Me gustan los pueblos porque sus habitantes parecen andar en cámara lenta como si, tan solo por habitar esos lugares, estuvieran anestesiados contra el caos y las constantes angustias que, sin cesar, suministran las grandes ciudades.
A primera vista puede parecer que un pueblo tiene poco por ofrecer, pues no hay nada para "hacer", es decir, no hay salas de cine, bares o cafés, donde pasar el tiempo, pero sus habitantes se ven más ligeros y alegres; parecen disfrutar más la vida con menos cosas o distracciones, que muchas veces solo son válvulas de escape.
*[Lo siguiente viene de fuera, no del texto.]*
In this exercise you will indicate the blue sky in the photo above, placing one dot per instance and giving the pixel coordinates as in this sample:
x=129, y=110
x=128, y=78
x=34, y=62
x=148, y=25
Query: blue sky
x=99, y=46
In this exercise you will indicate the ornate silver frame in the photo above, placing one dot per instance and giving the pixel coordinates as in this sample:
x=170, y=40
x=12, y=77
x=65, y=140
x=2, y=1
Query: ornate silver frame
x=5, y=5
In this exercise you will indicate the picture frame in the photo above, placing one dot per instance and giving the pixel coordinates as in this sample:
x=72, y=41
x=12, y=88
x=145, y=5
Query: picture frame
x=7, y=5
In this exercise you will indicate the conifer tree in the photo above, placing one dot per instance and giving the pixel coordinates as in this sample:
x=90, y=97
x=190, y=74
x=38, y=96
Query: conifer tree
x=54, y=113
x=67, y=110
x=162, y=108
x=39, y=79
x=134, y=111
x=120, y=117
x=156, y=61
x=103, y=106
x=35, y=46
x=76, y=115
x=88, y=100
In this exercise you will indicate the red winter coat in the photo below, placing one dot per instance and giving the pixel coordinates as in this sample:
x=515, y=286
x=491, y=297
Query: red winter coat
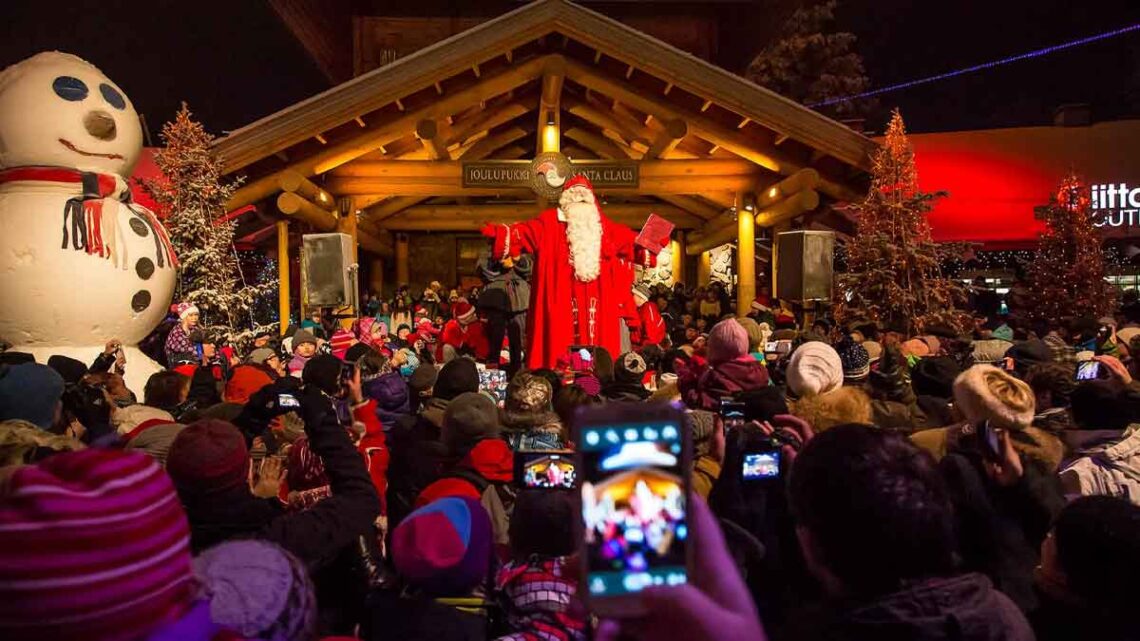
x=473, y=337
Hoy, después de almuerzo fui a un pueblo. Tenía ganas de algo dulce, entré a una tienda y me compré un cono de helado de vainilla con trozos de mora. Luego, en otro local, pedí un tinto hecho en greca, que me sirvieron en un vasito de icopor.
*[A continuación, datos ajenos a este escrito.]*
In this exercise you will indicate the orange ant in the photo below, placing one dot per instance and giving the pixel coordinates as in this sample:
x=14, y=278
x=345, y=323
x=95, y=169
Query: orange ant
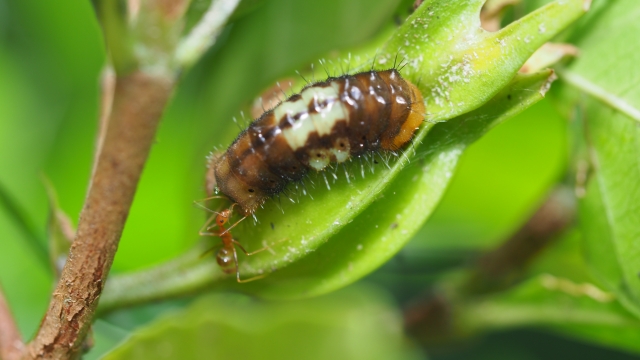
x=227, y=256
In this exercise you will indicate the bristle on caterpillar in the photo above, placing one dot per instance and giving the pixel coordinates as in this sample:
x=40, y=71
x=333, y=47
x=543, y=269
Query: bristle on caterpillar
x=327, y=122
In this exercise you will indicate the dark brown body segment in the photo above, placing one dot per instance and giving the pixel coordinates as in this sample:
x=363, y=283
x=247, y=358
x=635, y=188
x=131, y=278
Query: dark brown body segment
x=329, y=121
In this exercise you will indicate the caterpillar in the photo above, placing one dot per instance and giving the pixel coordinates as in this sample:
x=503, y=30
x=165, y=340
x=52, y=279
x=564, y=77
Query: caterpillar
x=328, y=122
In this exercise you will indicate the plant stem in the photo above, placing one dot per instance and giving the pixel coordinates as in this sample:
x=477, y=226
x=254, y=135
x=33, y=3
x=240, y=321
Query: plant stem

afuera, me senté en una mesa con un parasol que daba hacia la plaza principal, para "ver pasar la vida", actividad que consiste en sentarse con alguna bebida en mano (medida opcional), contemplar a las personas que pasan y rumiar un pensamiento detrás de otro; la mejor actividad que puede ofrecer un pueblo.
Mientras veía pasar la vida en cámara lenta, un hombre de unos 60 años paso caminando. y lo seguí con la mirada. Él se dio cuenta y me la sostuvo por unos segundos. Llevaba un sastre de un color oscuro opaco, tal vez debido a un uso constante, y un sombrero con una pluma. Me pareció que estaba muy elegante.
Finalmente, el hombre se tocó el sombrero con una mano, y me dijo "Buenas tardes joven". Le respondí el saludo y él siguió su camino en cámara lenta.